I consider artists Berj Kailian and Sam Bak Artists at War pioneers – and invite you to start your journey of Artists at War with their interviews.

As survivors of the last century’s first and second holocausts, their art is testament to their nations’ narrative of annihilation. They are witnesses of atrocities that robbed them of their families, loved ones, homes, cultural base, and homeland -- and scarred them for a lifetime.

In March 2005, I curated an exhibition of works by Kailian and Bak titled "Survival Through Creativity" at the Haley Art Gallery in Kittery, Maine.  The collection of selected works by the two artists reflected their lives as survivors of the 20th century's holocausts – and the exhibition coincided with the 90th anniversary of the 1915 Armenian Genocide and the 60th anniversary of the Jewish Holocaust.

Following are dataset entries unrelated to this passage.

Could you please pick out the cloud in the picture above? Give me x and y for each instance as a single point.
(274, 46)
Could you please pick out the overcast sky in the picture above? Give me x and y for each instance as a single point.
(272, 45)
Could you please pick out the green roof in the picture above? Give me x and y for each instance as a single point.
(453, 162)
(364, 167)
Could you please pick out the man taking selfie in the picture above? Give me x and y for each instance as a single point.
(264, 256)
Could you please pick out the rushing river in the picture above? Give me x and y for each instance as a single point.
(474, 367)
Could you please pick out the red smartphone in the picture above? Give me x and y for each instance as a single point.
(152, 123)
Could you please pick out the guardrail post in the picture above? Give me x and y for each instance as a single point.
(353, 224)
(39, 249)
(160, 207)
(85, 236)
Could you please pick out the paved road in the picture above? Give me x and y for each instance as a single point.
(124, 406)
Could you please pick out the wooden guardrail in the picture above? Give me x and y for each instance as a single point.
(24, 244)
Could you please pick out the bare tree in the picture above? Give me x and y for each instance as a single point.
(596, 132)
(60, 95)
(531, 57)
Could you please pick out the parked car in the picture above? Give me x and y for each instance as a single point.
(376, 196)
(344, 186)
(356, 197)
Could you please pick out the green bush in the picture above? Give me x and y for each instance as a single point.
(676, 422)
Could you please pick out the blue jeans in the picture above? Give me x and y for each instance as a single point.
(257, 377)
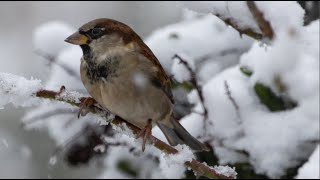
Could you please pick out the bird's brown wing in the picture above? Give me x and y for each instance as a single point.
(159, 77)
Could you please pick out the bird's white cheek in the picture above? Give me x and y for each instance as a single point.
(140, 80)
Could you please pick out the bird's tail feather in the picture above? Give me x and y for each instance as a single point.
(177, 134)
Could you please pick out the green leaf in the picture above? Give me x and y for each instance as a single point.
(271, 100)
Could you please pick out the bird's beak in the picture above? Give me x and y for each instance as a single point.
(77, 39)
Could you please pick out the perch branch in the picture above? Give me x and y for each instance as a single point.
(199, 168)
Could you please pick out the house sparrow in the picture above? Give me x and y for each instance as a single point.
(123, 75)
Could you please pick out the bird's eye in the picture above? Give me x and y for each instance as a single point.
(96, 31)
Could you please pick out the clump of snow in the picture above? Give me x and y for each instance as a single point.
(281, 15)
(18, 90)
(66, 70)
(180, 70)
(236, 11)
(310, 170)
(226, 171)
(259, 131)
(205, 40)
(52, 160)
(49, 37)
(172, 165)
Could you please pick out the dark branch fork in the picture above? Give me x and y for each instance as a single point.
(197, 87)
(199, 168)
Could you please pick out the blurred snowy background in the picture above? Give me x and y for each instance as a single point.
(263, 138)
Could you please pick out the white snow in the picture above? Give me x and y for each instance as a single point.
(172, 166)
(180, 71)
(282, 15)
(205, 40)
(50, 36)
(310, 170)
(274, 141)
(226, 171)
(18, 90)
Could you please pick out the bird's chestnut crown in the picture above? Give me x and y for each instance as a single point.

Kailian was 90 and Bak 72.  It took a lot of convincing before Kailian agreed to be part of the exhibit.  At 90 she thought no one would want to "pay attention" to her works, but she was eventually convinced.  Kailian's works had already been exhibited and in permanent collections across U.S. and Europe - including the Armenian Library and Museum of America, Bank America International, Digital Equipment Corporations, Museum of Modern Art (Armenia) and Armenian State Museum of Fine Arts.  


Kailian's stark, bold colorful abstract paintings married well with Bak's detailed, symbolic testimonials.

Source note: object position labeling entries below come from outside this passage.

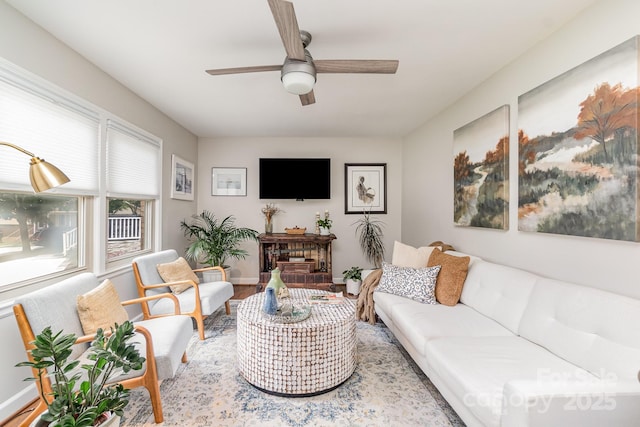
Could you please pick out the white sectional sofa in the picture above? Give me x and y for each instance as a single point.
(523, 350)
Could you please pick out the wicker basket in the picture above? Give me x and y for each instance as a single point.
(295, 230)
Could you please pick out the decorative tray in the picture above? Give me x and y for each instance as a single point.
(295, 230)
(297, 315)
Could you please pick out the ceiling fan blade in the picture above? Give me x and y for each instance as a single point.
(356, 66)
(239, 70)
(287, 25)
(308, 98)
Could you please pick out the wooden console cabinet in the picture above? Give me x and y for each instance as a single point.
(304, 260)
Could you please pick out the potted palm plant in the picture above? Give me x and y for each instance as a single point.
(353, 278)
(213, 241)
(78, 398)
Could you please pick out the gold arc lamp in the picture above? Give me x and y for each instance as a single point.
(43, 175)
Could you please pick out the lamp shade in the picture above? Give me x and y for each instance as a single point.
(298, 82)
(44, 175)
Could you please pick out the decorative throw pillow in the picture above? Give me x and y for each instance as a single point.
(415, 283)
(408, 256)
(100, 308)
(452, 275)
(176, 271)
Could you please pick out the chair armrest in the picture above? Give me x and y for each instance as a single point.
(140, 300)
(585, 403)
(217, 267)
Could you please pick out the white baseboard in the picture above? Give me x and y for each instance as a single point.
(18, 401)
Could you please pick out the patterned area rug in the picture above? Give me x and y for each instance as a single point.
(386, 389)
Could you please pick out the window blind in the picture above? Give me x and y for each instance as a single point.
(51, 127)
(133, 163)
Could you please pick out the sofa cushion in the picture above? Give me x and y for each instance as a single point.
(171, 336)
(100, 308)
(176, 271)
(212, 296)
(591, 328)
(453, 272)
(477, 368)
(62, 296)
(408, 256)
(148, 269)
(415, 283)
(498, 292)
(420, 323)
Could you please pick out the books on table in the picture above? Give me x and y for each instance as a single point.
(328, 298)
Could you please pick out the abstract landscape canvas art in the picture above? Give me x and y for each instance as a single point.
(481, 171)
(578, 150)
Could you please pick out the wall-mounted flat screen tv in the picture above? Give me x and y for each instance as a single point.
(295, 178)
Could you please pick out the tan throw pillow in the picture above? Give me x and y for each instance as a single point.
(100, 308)
(451, 277)
(176, 271)
(408, 256)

The exhibit was a major success in the seacoast region of Maine, New Hampshire, and Massachusetts - and received wide media coverage by numerous outlets both regional and national.  It attracted visitors from all walks of life -- it educated, informed and left long-lasting impressions on the viewers.  While most knew of the Jewish Holocaust they were unaware of the Armenian Genocide and the atrocities of the Ottoman Empire during WWI against 1.5 million Armenians.  Although the exhibit presented works of such somber topics, the vibrant colors were testaments of determination and survival – it offered traces of trauma that transcended death and loss to defy the objectives of the perpetrators.  The artists’ survival allowed them to capture and retell the atrocities to the rest of the world.   Their works stood as witness testimonials to history's darkest era.  Each painting ingrained reflective memories retold through the acts of paints and brushes – each attesting resilience, determination, resolve, and in clear defiance against the perpetrators.

In 2005, I never imagined I would be involved in a project years later highlighting the carnages of our modern times – nor did I imagine that I would be gathering testimonials from a new group of Artists at War preserving, through their art, stories of new struggles and threats of annihilation against nations, lands and people.